O Engano da “Fé de Resultados”
Vivemos a era da “fé que funciona.” Orações viram métodos, promessas viram slogans, e a cruz é trocada por palco. Muitos buscam Deus pelo que Ele pode dar, não pelo que Ele é. Mas o Evangelho não é ferramenta de conquista — é caminho de entrega. Quando Jesus multiplicou os pães, as multidões o seguiram. Mas quando Ele falou sobre comer da Sua carne e beber do Seu sangue — sobre comunhão e sacrifício — muitos foram embora. (João 6:66) Porque o homem quer um Deus que resolva, não um Deus que governe. Mas Deus não é gênio da lâmpada. Ele é Pai, Rei e Senhor. A fé que busca resultado perde o sentido quando o resultado não vem. Mas a fé que busca Deus permanece mesmo no deserto.
“Ainda que a figueira não floresça… eu me alegrarei no Senhor.” (Habacuque 3:17–18)
Essa é a fé que a serpente odeia — a fé que não negocia.
Pedro, o Vento e o Foco
Pedro andou sobre as águas. Mas por que começou a afundar? O vento não mudou. O mar não mudou. O que mudou foi o foco. Enquanto olhava para Jesus, andava. Quando olhou para o vento, afundou. O mesmo acontece comigo. Enquanto meus olhos estão em Cristo, o impossível se torna possível. Mas quando desvio o olhar para o medo — ou para o orgulho — afundo no mesmo instante. A serpente quer que eu olhe para mim mesmo. Deus quer que eu olhe para Cristo. Porque é dEle que vem a força, não de mim.
“Fitando os olhos em Jesus, autor e consumador da fé.” (Hebreus 12:2)
O Espírito é o Vento e as Asas
Volto àquela frase inicial: “As gaiolas são o lugar onde as certezas moram.” Agora eu a entendo de outro modo. Não são as certezas humanas que me prendem, mas as certezas sem Deus. O Espírito é o vento que liberta — não para o vazio, mas para o céu. Voar, no Reino, não é saltar por impulso. É ser levado pelo vento do Espírito. Não é coragem humana, é submissão divina. Não é o grito do “eu posso,” é o sussurro do “seja feita a tua vontade.” O Espírito é o vento que move. E quando Ele sopra, mesmo o pássaro sem asas começa a subir. Porque o voo não depende do impulso do homem, mas do sopro de Deus.
“O vento sopra onde quer… assim é todo aquele que é nascido do Espírito.” (João 3:8)

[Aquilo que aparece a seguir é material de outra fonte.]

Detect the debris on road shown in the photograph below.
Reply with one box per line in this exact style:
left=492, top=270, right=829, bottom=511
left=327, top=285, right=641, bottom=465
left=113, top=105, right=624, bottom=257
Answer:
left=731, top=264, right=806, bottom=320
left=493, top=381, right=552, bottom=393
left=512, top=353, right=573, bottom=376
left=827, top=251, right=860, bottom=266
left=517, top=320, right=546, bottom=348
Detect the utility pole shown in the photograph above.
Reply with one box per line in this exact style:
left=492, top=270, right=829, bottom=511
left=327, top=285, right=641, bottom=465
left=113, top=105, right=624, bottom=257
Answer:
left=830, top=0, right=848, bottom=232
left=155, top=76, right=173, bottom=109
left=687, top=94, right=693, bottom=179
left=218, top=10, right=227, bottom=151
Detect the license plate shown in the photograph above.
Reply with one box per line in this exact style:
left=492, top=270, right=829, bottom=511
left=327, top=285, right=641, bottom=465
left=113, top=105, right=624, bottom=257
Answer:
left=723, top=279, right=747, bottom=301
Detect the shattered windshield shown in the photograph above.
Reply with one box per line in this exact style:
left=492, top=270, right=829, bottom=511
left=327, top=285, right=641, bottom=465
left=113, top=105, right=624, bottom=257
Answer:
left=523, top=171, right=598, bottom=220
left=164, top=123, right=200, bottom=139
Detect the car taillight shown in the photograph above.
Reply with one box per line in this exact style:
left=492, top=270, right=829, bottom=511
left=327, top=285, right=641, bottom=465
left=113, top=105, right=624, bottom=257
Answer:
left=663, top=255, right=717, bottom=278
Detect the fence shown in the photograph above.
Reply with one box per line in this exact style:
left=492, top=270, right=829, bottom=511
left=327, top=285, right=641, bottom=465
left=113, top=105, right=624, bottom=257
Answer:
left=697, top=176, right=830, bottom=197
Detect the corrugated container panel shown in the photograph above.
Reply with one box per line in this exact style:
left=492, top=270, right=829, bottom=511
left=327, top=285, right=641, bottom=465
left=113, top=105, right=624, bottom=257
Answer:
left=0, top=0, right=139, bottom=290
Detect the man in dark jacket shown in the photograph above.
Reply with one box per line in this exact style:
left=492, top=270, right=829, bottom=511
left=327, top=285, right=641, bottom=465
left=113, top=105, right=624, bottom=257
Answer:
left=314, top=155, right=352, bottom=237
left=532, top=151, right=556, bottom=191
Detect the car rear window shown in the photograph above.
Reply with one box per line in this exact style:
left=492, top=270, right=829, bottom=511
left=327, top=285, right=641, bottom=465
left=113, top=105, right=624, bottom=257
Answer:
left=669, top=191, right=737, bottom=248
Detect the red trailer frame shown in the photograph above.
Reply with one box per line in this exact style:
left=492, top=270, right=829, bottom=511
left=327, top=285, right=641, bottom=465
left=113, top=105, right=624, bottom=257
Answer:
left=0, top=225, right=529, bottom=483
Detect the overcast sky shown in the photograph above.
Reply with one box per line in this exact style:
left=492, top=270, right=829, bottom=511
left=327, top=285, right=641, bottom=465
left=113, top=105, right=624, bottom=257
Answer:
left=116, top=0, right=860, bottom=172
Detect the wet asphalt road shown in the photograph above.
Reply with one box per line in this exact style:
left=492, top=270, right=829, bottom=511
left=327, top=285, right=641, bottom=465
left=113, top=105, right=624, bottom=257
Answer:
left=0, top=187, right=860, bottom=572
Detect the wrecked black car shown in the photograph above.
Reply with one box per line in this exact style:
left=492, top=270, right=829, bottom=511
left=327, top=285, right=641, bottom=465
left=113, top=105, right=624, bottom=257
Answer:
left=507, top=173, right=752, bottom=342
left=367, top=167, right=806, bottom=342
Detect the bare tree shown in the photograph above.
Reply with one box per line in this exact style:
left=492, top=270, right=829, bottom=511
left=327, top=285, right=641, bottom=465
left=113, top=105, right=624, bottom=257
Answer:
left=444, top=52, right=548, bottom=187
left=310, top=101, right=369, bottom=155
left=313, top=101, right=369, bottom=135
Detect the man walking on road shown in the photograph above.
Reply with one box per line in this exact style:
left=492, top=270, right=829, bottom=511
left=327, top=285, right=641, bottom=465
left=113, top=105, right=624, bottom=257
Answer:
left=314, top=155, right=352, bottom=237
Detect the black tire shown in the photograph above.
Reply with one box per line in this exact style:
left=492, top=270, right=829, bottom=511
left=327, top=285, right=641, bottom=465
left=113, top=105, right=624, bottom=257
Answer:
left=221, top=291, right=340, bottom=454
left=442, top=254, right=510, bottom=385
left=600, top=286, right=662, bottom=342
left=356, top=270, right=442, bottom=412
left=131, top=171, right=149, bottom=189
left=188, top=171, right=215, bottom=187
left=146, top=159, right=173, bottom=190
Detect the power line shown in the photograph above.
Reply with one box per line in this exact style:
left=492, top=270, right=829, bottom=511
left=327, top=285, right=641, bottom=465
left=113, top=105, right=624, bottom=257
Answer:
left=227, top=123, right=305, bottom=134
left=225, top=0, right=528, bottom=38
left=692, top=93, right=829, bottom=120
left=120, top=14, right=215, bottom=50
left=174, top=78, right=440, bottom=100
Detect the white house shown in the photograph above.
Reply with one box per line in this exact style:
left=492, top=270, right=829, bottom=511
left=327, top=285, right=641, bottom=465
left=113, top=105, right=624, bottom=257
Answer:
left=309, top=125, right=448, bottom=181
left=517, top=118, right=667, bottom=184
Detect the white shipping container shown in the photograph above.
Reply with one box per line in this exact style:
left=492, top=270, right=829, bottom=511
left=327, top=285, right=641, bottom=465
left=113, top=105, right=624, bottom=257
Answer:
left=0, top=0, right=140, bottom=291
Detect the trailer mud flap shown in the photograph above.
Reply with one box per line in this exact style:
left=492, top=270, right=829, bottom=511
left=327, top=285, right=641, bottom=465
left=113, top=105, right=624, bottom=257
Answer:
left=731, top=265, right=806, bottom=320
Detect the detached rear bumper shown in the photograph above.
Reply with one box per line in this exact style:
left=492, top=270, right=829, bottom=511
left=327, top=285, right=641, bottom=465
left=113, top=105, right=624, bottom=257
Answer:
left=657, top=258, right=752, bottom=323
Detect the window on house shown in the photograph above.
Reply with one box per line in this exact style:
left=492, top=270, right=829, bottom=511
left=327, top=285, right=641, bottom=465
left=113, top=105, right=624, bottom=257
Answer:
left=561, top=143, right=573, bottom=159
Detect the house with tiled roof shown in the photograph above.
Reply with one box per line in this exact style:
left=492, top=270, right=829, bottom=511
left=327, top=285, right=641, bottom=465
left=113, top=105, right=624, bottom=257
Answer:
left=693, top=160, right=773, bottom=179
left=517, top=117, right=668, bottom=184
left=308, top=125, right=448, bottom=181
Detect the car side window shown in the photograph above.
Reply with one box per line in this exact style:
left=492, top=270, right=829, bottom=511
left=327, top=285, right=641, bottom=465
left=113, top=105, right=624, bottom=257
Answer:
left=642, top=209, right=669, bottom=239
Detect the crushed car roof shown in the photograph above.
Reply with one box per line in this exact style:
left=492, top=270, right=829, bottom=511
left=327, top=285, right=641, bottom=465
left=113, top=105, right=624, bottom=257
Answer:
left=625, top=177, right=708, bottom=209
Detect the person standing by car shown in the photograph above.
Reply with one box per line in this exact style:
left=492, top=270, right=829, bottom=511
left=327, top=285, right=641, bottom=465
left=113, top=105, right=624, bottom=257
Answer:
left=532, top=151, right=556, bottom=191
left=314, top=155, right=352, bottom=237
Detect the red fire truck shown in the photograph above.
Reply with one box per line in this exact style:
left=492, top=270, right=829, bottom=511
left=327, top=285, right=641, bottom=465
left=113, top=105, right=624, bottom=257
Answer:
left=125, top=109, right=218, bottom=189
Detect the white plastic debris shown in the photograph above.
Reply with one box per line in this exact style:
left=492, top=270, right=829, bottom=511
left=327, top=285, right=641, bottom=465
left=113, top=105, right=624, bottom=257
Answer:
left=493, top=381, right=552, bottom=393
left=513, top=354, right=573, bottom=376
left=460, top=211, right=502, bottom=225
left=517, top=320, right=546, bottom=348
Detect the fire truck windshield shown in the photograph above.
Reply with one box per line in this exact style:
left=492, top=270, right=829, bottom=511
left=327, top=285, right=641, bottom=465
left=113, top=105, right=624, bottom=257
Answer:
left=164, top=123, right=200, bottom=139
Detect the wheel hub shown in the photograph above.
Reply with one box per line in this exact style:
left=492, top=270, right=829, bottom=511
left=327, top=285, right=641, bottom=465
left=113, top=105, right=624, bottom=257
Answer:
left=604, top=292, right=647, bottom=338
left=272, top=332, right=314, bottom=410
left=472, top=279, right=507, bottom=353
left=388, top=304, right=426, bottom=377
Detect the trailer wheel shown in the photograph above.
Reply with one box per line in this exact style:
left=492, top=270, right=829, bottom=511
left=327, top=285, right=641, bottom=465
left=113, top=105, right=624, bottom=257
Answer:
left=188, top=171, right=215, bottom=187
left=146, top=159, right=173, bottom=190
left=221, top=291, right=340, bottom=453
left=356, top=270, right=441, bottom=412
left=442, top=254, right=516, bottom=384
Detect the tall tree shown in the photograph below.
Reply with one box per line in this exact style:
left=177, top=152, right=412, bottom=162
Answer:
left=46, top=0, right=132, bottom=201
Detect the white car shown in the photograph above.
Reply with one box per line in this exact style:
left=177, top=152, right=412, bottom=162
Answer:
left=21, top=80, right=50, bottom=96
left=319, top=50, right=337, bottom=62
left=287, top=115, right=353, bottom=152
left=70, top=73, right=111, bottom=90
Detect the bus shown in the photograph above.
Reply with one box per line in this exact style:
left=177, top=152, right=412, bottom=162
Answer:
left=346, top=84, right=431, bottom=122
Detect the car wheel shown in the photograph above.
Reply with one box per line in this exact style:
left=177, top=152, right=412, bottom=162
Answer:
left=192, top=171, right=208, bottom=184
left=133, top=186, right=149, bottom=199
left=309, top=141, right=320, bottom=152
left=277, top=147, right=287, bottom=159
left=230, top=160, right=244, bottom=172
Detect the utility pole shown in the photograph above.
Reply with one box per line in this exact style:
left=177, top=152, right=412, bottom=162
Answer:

A Liberdade da Dependência
Quanto mais o mundo fala de liberdade, mais o homem se torna escravo. Escravo de sua própria imagem, de sua performance, de suas certezas. Mas a verdadeira liberdade está em depender. O homem livre é aquele que não precisa provar nada — porque sabe em quem tem crido.
“Conhecereis a verdade, e a verdade vos libertará.” (João 8:32)
A serpente oferece asas sem vento. Deus oferece vento até a quem não tem asas. E quando o Espírito sopra, as gaiolas se abrem, o medo cede, e o voo começa — não porque me joguei no vazio, mas porque confiei no vento. A fé não é o salto no escuro; é o passo na direção da voz que me chama. E quando ouço essa voz, ela não diz “você já é,” nem “você já tem.” Ela diz apenas: “Segue-me.”